Estaba yo empezando a aburrirme seriamente de la vida, cuando apareció ella. Sin embargo, como mi divisa era la de que un escritor nunca debe decir la verdad, fui ajeno totalmente a cualquier tipo de declaración o proclama amorosa. Sin embargo, también, como un semi genio, como yo, tiene que tener mujer, me fue muy difícil sustraerme al embrujo de aquella señorita. Y no tuve más remedio que traicionar mi máxima por Máxima- que así se llamaba.
Cuando descubrió que era un literato de los- que uno llamaba- de "culo pelado", se mostró remisa en grado sumo y me negó sus favores. Ahí introduje todo tipo de argucias e incluso verdades manifiestas pero todo fue en vano. No logré convencerla de que la marginalidad no es una cosa fea, sino, más bien, el efecto de una sociedad que no integra a todo el mundo. Máxima, no obstante sus gracias, era una mujer bastante convencional y no veía ningún halo providencial ni místico en la pobreza, sino que, también al contrario, huía de ésta como de una peste.

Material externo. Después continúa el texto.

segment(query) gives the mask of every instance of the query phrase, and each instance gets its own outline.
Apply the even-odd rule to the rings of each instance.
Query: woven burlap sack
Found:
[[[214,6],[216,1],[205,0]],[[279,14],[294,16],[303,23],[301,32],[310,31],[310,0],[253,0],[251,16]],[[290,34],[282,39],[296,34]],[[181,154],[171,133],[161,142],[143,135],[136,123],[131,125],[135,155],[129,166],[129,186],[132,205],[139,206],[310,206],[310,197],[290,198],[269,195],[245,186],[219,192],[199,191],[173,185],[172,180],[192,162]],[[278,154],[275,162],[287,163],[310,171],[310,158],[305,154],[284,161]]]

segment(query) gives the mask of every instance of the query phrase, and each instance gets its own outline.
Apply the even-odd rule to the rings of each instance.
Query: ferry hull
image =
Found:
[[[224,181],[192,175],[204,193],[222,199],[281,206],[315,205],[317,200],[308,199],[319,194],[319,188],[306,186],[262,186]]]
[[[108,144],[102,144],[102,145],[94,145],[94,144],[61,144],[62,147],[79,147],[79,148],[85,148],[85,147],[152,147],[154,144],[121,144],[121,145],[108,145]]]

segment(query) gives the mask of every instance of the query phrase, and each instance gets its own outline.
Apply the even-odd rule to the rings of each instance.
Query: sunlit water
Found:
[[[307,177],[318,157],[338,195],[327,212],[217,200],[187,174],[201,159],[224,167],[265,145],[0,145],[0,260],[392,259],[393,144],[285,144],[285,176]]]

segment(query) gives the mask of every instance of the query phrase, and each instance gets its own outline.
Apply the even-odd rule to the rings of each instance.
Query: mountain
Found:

Quiso, sin embargo, la vida- yo lo atribuyo, según mi filosofía, a la casualidad- que se revirtiera mi situación, alcanzando cierta notoriedad- no demasiada, es verdad.
A la salida de una presentación, en el teatro Lara de nuestra capital, me dispuse, como es corriente, a firmar ejemplares. Labor que emprendí rutinariamente y sin poner demasiada atención en la dedicatoria, cuando apareció una señora rutilante de unos cincuenta años pero en plena sazón, que me dio al dictado lo que le tenía que escribir a pie de página con mi firma:
"Para Máxima, por si desea una segunda oportunidad".